La liturgie d’écume

Pour Martine

 

                                                                 I

J’ai vendu ma saison aux marchands de café.
Que n’avez-vous vieilli plus tôt mes estivales !
Dans la rue au matin, palpite un bruit de source
Fragile et menacé pour peu que le jour tremble.

J’ai fait le tour du monde sur l’aire d’envol des regards,
Archange prisonnier d’un paradis de banlieue
Où tous les trains vagabonds se sont rencontrés,
Exilés volontaires des gares de l’adieu.

Gestes de mains, liturgie d’écume,
Dans ma tête se heurtent des millions d’étés
Dont chacun a payé son prix d’eau et de vent.
Une feuille a reçu le sacrement de l’aube.
L’aube a bougé rameuse au bord de la mémoire
Et tous mes archipels ont brisé leurs amarres.

 

                                                                 II

Pour que les litanies de l’eau retournent aux mystères de sable,
Savane de silence immobile en plein vent,
Où l’oiseau tourbillonne et crisse dans son ombre,
Espaliers de temps mûr, ô saisons vives d’eau,

Et pour que l’œil s’accroche à la fourche de l’aube,
A la verticale oubliée, à l’ocre dérive du jour,
Le temps profond se creuse comme une terre en germe
Et s’éteint la rancune femelle de l’été.

 

                                                                 III

Sur le fleuve Congo, les jacinthes dérivent.
L’Afrique me fait mal qui nomme mon exil.
Je suis celui qu’on laisse à l’ourlet des rivages
Ebloui de partance, enrêvé de soleil.
Sur la terre d’Imerne, il meurt des oiseaux rouges.
Moi je veille, au bord des cathédrales d’écume.

L’Afrique me fait mal.

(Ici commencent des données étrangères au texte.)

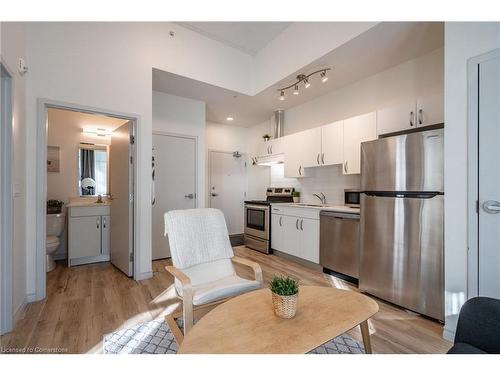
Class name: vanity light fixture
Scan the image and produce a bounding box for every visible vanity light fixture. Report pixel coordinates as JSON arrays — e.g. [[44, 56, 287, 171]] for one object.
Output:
[[278, 68, 331, 100]]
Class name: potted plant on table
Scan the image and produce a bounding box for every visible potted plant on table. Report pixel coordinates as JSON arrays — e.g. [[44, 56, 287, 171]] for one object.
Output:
[[269, 276, 299, 319]]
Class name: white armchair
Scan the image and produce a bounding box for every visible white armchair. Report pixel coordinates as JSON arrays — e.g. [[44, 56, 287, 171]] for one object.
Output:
[[164, 208, 262, 342]]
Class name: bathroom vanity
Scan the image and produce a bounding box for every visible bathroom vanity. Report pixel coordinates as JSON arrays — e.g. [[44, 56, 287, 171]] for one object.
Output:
[[67, 200, 111, 267]]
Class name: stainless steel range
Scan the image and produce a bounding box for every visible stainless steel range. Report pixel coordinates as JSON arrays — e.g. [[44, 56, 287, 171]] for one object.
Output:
[[245, 188, 295, 254]]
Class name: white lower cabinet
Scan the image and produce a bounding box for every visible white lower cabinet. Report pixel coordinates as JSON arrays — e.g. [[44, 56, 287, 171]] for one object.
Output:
[[68, 206, 111, 266], [271, 208, 319, 264]]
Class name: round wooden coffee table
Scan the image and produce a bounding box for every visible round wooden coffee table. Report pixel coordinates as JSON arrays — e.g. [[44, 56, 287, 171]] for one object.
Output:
[[179, 286, 378, 354]]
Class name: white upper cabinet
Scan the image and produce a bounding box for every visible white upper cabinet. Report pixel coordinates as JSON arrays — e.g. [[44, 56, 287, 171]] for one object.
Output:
[[416, 94, 444, 126], [320, 121, 344, 165], [377, 94, 444, 135], [283, 132, 306, 178], [377, 101, 417, 135], [342, 112, 377, 174], [299, 127, 321, 167]]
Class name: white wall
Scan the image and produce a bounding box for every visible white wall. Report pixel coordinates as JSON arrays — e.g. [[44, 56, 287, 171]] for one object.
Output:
[[153, 91, 206, 207], [254, 22, 377, 93], [1, 22, 27, 312], [22, 23, 253, 300], [444, 22, 500, 340], [285, 48, 444, 135], [249, 49, 444, 203]]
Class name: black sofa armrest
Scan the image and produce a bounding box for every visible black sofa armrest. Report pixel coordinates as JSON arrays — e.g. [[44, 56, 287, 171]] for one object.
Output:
[[455, 297, 500, 354]]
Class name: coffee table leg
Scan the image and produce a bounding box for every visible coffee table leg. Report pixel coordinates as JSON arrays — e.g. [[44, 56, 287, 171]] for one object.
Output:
[[359, 320, 372, 354]]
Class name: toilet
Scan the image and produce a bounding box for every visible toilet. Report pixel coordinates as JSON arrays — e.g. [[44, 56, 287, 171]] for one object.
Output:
[[45, 214, 66, 272]]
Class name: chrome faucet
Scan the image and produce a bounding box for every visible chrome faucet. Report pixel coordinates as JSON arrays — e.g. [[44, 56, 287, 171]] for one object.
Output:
[[313, 193, 326, 204]]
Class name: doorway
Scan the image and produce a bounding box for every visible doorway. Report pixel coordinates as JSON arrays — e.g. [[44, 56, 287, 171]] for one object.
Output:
[[36, 100, 138, 299], [151, 132, 198, 260], [468, 50, 500, 298], [0, 62, 14, 335], [208, 150, 247, 236]]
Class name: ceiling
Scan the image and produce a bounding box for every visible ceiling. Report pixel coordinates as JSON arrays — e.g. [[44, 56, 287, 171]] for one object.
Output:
[[153, 22, 444, 126], [176, 22, 291, 56]]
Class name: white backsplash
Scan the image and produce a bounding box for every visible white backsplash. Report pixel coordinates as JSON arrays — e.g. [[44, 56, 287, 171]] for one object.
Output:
[[271, 164, 361, 204]]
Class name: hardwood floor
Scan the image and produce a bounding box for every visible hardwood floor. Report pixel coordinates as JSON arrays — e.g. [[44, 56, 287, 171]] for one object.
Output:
[[0, 246, 451, 353]]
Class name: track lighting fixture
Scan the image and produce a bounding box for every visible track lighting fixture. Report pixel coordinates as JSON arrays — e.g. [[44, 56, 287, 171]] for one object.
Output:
[[278, 68, 331, 100]]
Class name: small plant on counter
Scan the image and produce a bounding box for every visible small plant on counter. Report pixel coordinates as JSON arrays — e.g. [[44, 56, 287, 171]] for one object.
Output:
[[47, 199, 64, 214], [269, 276, 299, 319]]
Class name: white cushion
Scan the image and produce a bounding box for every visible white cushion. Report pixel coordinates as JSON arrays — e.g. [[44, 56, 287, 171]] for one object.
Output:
[[164, 208, 234, 270], [193, 275, 260, 306]]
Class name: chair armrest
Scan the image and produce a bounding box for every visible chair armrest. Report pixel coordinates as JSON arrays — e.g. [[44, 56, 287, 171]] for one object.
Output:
[[231, 256, 262, 286], [165, 266, 192, 295], [455, 297, 500, 353]]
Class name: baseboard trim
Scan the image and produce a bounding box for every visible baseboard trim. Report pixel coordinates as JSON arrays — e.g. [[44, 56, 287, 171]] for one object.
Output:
[[134, 271, 153, 281]]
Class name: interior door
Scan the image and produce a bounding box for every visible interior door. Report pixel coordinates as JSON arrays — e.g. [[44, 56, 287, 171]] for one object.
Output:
[[109, 121, 134, 276], [209, 151, 246, 235], [478, 53, 500, 298], [151, 133, 197, 260]]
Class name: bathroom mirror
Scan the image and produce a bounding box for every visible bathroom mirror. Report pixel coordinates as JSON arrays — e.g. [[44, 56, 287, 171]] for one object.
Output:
[[78, 143, 109, 197]]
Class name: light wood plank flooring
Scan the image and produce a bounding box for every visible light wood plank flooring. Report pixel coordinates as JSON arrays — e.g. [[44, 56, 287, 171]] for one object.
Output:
[[0, 246, 451, 353]]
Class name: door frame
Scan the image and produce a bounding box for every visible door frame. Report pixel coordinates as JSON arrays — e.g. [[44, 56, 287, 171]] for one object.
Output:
[[35, 98, 141, 300], [467, 49, 500, 298], [151, 130, 200, 208], [0, 58, 14, 335]]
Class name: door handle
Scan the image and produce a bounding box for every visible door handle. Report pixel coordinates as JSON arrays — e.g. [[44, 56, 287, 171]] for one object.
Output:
[[483, 201, 500, 214]]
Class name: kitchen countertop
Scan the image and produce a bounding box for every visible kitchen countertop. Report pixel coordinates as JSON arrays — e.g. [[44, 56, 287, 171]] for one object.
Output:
[[271, 203, 360, 214]]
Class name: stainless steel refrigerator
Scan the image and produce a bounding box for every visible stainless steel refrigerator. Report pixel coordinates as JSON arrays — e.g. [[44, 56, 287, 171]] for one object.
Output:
[[359, 129, 444, 320]]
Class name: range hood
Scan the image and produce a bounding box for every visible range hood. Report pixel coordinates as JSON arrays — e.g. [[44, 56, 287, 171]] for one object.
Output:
[[254, 109, 285, 167]]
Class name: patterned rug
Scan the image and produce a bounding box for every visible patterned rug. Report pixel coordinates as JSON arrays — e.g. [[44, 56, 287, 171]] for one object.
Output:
[[103, 320, 365, 354]]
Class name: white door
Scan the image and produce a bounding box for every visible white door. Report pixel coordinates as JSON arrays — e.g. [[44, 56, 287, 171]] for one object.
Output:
[[478, 54, 500, 298], [417, 94, 444, 126], [209, 151, 246, 235], [109, 121, 134, 276], [321, 121, 344, 165], [377, 100, 417, 135], [151, 133, 197, 260], [343, 112, 377, 174], [299, 219, 319, 264], [271, 213, 285, 251]]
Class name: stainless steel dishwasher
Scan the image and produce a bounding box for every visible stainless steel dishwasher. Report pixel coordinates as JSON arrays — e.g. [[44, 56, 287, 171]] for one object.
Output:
[[319, 211, 359, 279]]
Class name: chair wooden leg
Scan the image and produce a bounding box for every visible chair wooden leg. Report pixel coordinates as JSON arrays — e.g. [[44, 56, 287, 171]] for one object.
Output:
[[359, 320, 372, 354]]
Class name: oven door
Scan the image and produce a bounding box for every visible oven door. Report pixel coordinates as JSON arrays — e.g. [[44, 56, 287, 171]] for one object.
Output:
[[245, 204, 269, 240]]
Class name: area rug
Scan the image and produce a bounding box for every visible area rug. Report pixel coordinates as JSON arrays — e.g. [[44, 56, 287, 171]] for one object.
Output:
[[103, 320, 365, 354]]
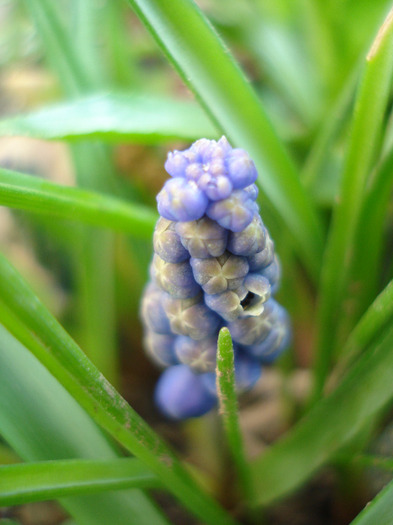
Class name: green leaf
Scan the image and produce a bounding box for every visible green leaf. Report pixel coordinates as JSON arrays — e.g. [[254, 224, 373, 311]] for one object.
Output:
[[252, 325, 393, 504], [351, 481, 393, 525], [329, 281, 393, 384], [216, 327, 255, 506], [0, 169, 157, 239], [0, 251, 234, 525], [0, 458, 161, 506], [0, 324, 167, 525], [125, 0, 322, 278], [0, 93, 219, 144], [313, 7, 393, 399]]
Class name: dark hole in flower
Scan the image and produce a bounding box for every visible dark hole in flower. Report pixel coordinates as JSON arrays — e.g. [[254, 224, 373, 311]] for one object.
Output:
[[240, 292, 255, 309]]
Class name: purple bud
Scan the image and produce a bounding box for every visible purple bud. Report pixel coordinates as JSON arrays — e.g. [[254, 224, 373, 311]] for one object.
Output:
[[242, 309, 290, 364], [241, 273, 271, 316], [228, 215, 266, 257], [153, 217, 190, 263], [243, 184, 259, 201], [155, 365, 216, 419], [228, 299, 278, 345], [175, 335, 217, 373], [165, 150, 188, 177], [205, 290, 243, 321], [144, 331, 179, 367], [141, 283, 171, 334], [165, 297, 221, 340], [190, 252, 248, 295], [176, 217, 228, 259], [227, 149, 258, 189], [151, 254, 200, 299], [206, 190, 258, 232], [157, 177, 209, 221], [260, 256, 281, 293], [248, 235, 274, 272]]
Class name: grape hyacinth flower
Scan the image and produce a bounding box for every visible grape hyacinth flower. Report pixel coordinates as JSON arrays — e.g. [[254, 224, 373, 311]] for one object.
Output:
[[141, 137, 290, 419]]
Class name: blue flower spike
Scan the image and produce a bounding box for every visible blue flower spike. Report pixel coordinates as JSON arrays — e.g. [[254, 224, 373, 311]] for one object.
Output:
[[141, 137, 291, 420]]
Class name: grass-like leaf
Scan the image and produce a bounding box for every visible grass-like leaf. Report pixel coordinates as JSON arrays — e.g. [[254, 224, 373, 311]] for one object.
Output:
[[0, 169, 157, 239], [331, 282, 393, 384], [216, 328, 254, 505], [0, 324, 167, 525], [0, 93, 219, 144], [253, 320, 393, 504], [0, 256, 234, 525], [351, 481, 393, 525], [0, 458, 161, 506], [129, 0, 322, 278], [314, 7, 393, 399]]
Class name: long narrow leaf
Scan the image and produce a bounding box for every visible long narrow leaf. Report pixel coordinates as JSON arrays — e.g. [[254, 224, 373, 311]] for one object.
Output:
[[0, 93, 219, 144], [351, 481, 393, 525], [125, 0, 322, 278], [329, 282, 393, 384], [0, 169, 157, 238], [0, 325, 167, 525], [0, 458, 160, 506], [314, 10, 393, 399], [253, 325, 393, 504], [0, 256, 233, 525]]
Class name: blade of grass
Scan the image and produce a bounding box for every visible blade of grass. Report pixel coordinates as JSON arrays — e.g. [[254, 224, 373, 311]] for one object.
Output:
[[313, 7, 393, 401], [0, 169, 157, 235], [0, 458, 161, 506], [340, 141, 393, 334], [216, 328, 255, 507], [0, 251, 234, 525], [0, 324, 167, 525], [125, 0, 322, 278], [252, 324, 393, 504], [351, 481, 393, 525], [329, 281, 393, 385], [25, 0, 125, 384], [0, 93, 219, 144]]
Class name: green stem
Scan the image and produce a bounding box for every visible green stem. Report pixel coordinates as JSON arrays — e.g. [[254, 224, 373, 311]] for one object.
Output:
[[216, 327, 255, 507]]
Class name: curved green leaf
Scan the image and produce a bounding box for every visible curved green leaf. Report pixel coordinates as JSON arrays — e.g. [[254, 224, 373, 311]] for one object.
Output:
[[0, 93, 219, 144], [0, 458, 161, 506], [0, 169, 157, 239], [252, 327, 393, 504], [0, 324, 167, 525], [0, 256, 234, 525], [351, 481, 393, 525], [125, 0, 322, 278], [314, 10, 393, 399]]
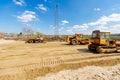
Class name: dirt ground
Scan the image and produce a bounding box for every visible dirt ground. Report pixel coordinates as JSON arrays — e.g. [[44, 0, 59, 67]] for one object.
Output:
[[0, 40, 120, 80]]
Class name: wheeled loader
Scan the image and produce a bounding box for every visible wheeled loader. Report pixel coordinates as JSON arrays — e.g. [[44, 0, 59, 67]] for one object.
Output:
[[66, 34, 89, 45], [88, 30, 120, 53], [26, 38, 46, 43]]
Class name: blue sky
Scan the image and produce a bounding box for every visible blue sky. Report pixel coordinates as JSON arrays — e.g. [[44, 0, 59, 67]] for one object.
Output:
[[0, 0, 120, 34]]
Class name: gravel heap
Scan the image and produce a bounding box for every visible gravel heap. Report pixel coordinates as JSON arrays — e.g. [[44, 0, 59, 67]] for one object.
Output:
[[36, 64, 120, 80]]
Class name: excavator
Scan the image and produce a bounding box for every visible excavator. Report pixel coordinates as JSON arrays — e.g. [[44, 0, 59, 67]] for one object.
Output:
[[66, 34, 89, 45], [88, 30, 120, 53]]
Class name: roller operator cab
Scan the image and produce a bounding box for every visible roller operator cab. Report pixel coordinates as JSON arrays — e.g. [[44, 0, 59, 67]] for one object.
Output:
[[66, 34, 89, 45], [88, 30, 118, 53]]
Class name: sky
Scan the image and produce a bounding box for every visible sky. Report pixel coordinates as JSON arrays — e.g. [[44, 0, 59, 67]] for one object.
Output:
[[0, 0, 120, 35]]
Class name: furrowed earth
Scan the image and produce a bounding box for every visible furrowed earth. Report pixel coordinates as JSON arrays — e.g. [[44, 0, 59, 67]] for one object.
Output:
[[0, 40, 120, 80]]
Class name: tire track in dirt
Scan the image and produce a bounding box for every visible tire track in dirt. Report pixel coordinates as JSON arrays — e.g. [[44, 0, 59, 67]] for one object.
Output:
[[0, 53, 120, 70]]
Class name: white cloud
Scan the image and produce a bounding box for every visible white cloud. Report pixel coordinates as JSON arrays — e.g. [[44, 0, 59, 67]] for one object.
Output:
[[61, 20, 69, 25], [13, 0, 25, 6], [44, 0, 47, 2], [94, 8, 101, 11], [67, 14, 120, 34], [73, 24, 88, 30], [17, 11, 36, 22], [36, 4, 47, 11]]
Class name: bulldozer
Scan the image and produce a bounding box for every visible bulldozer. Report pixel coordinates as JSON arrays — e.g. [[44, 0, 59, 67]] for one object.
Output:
[[25, 37, 46, 43], [88, 30, 120, 53], [66, 34, 89, 45]]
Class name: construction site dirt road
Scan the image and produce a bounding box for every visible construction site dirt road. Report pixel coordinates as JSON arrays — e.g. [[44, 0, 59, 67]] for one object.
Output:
[[0, 41, 120, 80]]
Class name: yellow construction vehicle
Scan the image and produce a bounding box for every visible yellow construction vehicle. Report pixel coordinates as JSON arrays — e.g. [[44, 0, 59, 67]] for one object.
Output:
[[66, 34, 89, 45], [88, 30, 120, 53]]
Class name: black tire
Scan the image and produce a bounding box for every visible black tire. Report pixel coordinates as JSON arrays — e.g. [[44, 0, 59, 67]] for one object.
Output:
[[88, 44, 92, 51]]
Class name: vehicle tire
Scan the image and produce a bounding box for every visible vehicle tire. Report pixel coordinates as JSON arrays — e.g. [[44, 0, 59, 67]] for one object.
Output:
[[70, 39, 77, 45], [88, 44, 92, 51]]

Assumant mes saisons
Sa brume de lumière emprisme ma mémoire
Et pousse vers le jour profond du marigot
Calme d’eau et de vent, mes racines dormantes.
Il restera de l’aube aux sanglantes vigies
Un occulte silence avec ses frissons d’algues.

Afrique bafouée, Afrique rauque, Afrique,
Ma part de négritude accrochée aux étés
Roule un remords sans nom. Je ne suis pas d’ici
Et l’arbre seul a su retrouver mes secrets.
Un bruit d’eau vive s’enfle au jour de la mémoire :
Sur le fleuve Congo, les jacinthes dérivent.

 

                                                                 IV

Le corps de femme nue écartelée à l’aube,
Là où le fleuve fourche en route vers l’estuaire,
Calme l’orage obéissant, assigne au jour
L’heure désemparée enceinte de sommeil.
Un clignement de cil et tous les mondes bougent :
Les minuits du sang noir rêvent d’un autre exil.

Partir sans nom d’ici où tout est lente fuite !
Je me heurte aux barreaux forgés de souvenance.
L’autre mémoire est là implacable sui veille.
En vain les ciels appris, d’un mouvement tragique
Drainent-ils l’alphabet des constellations.
J’épelle un grand ciel mauve attelé à l’exil.

Mais rien n’a pu salir l’âpre, l’amer amour
Et les villes en deuil renoncent tour à tour
Au rapide mensonge et aux fêtes sonores.
Il est dans la mémoire un trou d’ombre qu’ignorent
Tous les déguisements qui eux-mêmes déguisent.
Sur le fleuve Congo, les jacinthes dérivent.

 

                                                                 V

Cathédrale en plein vent aux voilures heureuses,
Là où la flèche d’aube avait fixé le temps,
Surgit parfait le jour traversé de présages.
Des oraisons d’écume au souffle d’épopée
Quel chemin parcouru vers les ports de tendresse,
Parmi quelles rumeurs de nuit chaude et d’insectes ?

Atteint le paysage unique et sans mesure,
C’est l’azur transhumant du fond de la mémoire.
La navigation secrète d’une enfance
Resurgit au grand jour de la vie acceptée
Comme une perspective en fuites et en retours
Sous un ciel immuable de cimes voyageuses.

Dans sa substance alors, en vain l’ultime cri
Se forge et se débat contre l’étau du jour.
Une enfance d’exil morte sans sépulture
Voyage. Et c’est encor le grand ciel suspendu
Les toits roux et le vent arrêté aux mâtures,
La colline allongée haletant, rose à l’aube.
Faut-il que l’enfant meure et que l’enfance vive ?

 Sur le fleuve Congo, les jacinthes dérivent.